The discovery of crAssphage, the most abundant virus in the human gut virome, appeared particularly striking because the genome was terra incognita, with few homologs detected in other viruses or bacteria, and the virion proteins not identified 4. The present analysis changes this by showing that crAssphage belongs to an expansive phage family that is only distantly related to other known phages and has unusual predicted features, in particular, a previously unknown putative mechanism of RNAP maturation via polyprotein processing. The MCP of these phages, a distinct form of the HK97 class of icosahedral capsid proteins 30, is now confidently predicted and amenable for experiments aimed at direct identification and characterization of the phage. Altogether, homologs with characterized functions have been detected for 53% (48 out of 91) of MetaGeneMark-predicted crAssphage proteins (compared to 26% in the original analysis and 14% in the current RefSeq annotation; Supplementary Table 2).

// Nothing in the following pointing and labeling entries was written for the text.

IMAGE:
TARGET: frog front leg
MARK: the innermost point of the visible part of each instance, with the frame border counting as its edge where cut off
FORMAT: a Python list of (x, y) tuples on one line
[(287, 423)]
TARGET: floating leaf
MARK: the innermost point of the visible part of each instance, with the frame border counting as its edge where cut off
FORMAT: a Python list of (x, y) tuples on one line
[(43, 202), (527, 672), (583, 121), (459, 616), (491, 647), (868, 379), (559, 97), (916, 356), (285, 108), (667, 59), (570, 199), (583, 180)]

The crAss-like family includes at least one additional phage, IAS, that can reach high abundance in the human gut 15. Generally, the crAss-like family appears to be abundant and widespread in diverse habitats, both animal-associated and environmental. Various bacteria of the phylum Bacteroidetes appear to be the primary hosts of crAss-like phages as indicated by the presence of several genes apparently derived from these bacteria including the DNA primase that is ancestral in the family and the BACON domain protein implicated in phage adhesion to mucus that could increase the frequency of the encounters with the host bacteria 31. This virus-host association is supported by CRISPR spacer analysis; in addition to the previously reported imperfect matches to Bacteroides genomes 4, we detected perfect matches of crAssphage sequences to two spacers from Porhyromonas sp. (Supplementary Note 2). It seems likely that crAssphage has a broad host range among the Bacteroidetes, which could contribute to the (near) ubiquity of this phage in humans. For the IAS virus, spacers with partial matches were detected in CRISPR arrays of Prevotella (Supplementary Note 2), again indicating a Bacteroidetes host. Although some of the crAss-like family sequences identified here are assigned to genomes of other bacteria, these assignments could be erroneous (see above), suggesting that the crAss-like virus family is Bacteroidetes-specific. Our results indicate that some of the crAss-like phages are temperate and lysogenize their hosts by integrating into their genomes with the aid of phage-encoded tyrosine integrases. The temperate life style increases the opportunities for recombination with other phages and could account for the \presence of regions with high similarity to otherwise unrelated Bacteroidetes prophages.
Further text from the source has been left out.